In 2001, he passed through Baker and spotted the six-acre parcel with a little building that would become the first home of Alien Fresh Jerky. The family lived in a small home on the property.
The growing business eventually moved to the larger store it now occupies. In 2004, Ramallo closed his electrical business to focus on jerky.
Jacob Overson, general manager for the Baker Community Services District, recalls many people thinking he was just another outsider whose business would sputter after a few months.
"No one really had much faith in him," Overson says, "but he proved us all wrong."
Ramallo has long imagined the graphite saucer of a spacecraft, lined with circuits and tubes filled with blue light, landing in a haze, a few aliens wandering off into the desert.
Struggling to convey his vision, he traveled in 2012 to a convention of theme-park designers. He met David Weiss, a freelance creative director who has designed props and theme park attractions. Weiss eventually nailed it.
Ramallo hopes to begin construction over the summer. The project — which could cost close to $25 million, funded by Ramallo and a small group of investors — cleared its first hurdle in January when San Bernardino County officials approved the land-use plans.

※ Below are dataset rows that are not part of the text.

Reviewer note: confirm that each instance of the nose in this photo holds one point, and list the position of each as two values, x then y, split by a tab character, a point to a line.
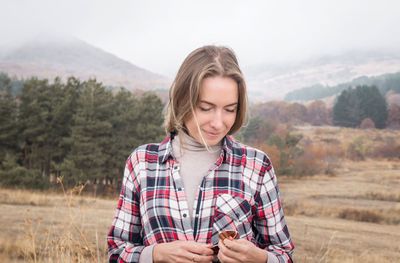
217	121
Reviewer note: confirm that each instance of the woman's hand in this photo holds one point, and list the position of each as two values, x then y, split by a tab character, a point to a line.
240	250
182	251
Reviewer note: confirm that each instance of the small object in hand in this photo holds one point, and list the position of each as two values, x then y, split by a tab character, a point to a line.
231	234
215	249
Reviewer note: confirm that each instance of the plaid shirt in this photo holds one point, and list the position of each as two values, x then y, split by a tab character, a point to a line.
240	192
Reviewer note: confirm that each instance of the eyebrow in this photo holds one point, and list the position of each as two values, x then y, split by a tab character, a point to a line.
212	104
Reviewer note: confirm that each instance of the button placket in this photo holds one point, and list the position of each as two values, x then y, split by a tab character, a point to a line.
184	212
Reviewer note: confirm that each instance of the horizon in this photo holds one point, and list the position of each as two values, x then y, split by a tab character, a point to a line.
157	36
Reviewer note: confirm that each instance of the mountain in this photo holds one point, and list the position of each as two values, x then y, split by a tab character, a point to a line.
274	81
48	57
384	83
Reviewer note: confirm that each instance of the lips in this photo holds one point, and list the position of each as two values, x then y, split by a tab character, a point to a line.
212	134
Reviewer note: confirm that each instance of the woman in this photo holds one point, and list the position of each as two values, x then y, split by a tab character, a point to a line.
179	195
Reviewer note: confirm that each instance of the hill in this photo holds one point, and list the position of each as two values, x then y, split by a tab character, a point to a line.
384	83
48	57
274	81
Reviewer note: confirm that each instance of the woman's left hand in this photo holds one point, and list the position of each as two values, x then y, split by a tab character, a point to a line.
240	250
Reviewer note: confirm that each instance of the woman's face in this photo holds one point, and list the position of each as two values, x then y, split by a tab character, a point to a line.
216	110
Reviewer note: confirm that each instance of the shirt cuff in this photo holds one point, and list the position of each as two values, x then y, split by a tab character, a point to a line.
147	255
272	258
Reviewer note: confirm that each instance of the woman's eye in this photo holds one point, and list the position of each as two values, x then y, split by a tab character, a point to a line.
204	109
231	110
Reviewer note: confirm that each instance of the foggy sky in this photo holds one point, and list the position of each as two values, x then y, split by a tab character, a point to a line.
157	35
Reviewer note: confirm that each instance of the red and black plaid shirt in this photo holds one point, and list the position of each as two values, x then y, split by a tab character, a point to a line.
239	193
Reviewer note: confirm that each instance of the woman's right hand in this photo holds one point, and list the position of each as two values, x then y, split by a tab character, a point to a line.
182	251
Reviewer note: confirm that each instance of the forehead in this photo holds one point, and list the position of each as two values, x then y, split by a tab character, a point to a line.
219	90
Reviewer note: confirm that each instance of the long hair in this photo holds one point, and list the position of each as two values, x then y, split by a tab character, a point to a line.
204	62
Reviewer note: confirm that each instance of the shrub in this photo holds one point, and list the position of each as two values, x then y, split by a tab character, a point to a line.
367	123
21	177
361	215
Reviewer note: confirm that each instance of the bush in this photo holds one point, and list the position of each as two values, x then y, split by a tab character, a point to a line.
21	177
356	150
361	215
367	123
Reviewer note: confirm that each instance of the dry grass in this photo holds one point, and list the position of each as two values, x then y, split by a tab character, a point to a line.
53	227
353	216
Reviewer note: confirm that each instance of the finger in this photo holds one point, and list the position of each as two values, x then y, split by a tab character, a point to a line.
202	259
233	245
226	251
200	249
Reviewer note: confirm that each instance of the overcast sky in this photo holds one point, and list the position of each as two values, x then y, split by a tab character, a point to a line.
157	35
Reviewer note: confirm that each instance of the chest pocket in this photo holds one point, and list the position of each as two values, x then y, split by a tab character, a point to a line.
232	213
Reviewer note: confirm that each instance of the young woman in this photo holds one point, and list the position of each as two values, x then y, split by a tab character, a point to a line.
178	196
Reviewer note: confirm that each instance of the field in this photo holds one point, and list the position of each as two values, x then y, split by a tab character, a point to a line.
351	215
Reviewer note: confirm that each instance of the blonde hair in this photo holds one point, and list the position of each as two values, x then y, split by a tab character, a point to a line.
204	62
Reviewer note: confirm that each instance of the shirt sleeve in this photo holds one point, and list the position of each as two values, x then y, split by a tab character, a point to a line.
125	242
272	231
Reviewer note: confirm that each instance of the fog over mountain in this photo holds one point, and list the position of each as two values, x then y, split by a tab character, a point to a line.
273	81
48	57
51	56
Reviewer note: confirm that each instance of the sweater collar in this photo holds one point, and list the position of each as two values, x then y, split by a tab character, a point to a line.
165	148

A UFO hotel wouldn't have much competition.
Two motels have closed. Another, next door to Alien Fresh Jerky, has vacancies but isn't exactly a five-star stay. A for-sale sign hangs out front.
But some have hope Ramallo's project wouldn't meet a similar fate.
Nono Khasa, who manages gas stations and fast-food restaurants in Baker, says the town is a stopping point for families, film crews and other motorists traversing I-15 or exploring the Mojave Desert.
"They are always looking for a place to stay," she says. "If there's a decent hotel in town, I think it will work well."
Overson says if the hotel were successful, it would bring jobs and perhaps a renewed optimism.
But he acknowledges Ramallo's risk in investing so much in a place that others have fled.
"It's either going to make or break him," Overson said. "It's a hell of a gamble, but all of his friends say he likes taking those gambles."
Ramallo drives past the modest home where he lived with his family when they started and pulls up to a wrought-iron gate, a golden "R" affixed to it.
With "Rancho Ramallo" emblazoned on an outer wall, Ramallo's new home has a manicured garden and a portico stretching over the driveway. At two stories, he brags it's the tallest building in Baker.
"This is my house," he says, brimming with pride. "In Baker."
There's an eight-car garage, a swimming pool, a lawn as green as a golf course and a barbecue pit big enough to roast entire goats for his birthday, just like in Argentina.
He calls Baker "my place," and has already told his family: When he dies, he wants his ashes spread here.
"This city," he says, "has given us a future."
He gives little thought to the possibility of his long-dreamed-of hotel becoming yet another shuttered business on Baker Boulevard.
"If it fails, it fails," Ramallo says. "What are you going to do? I'm not going to kill myself."
He's built all this from the ground up once. If he has to, he figures, he can do it again.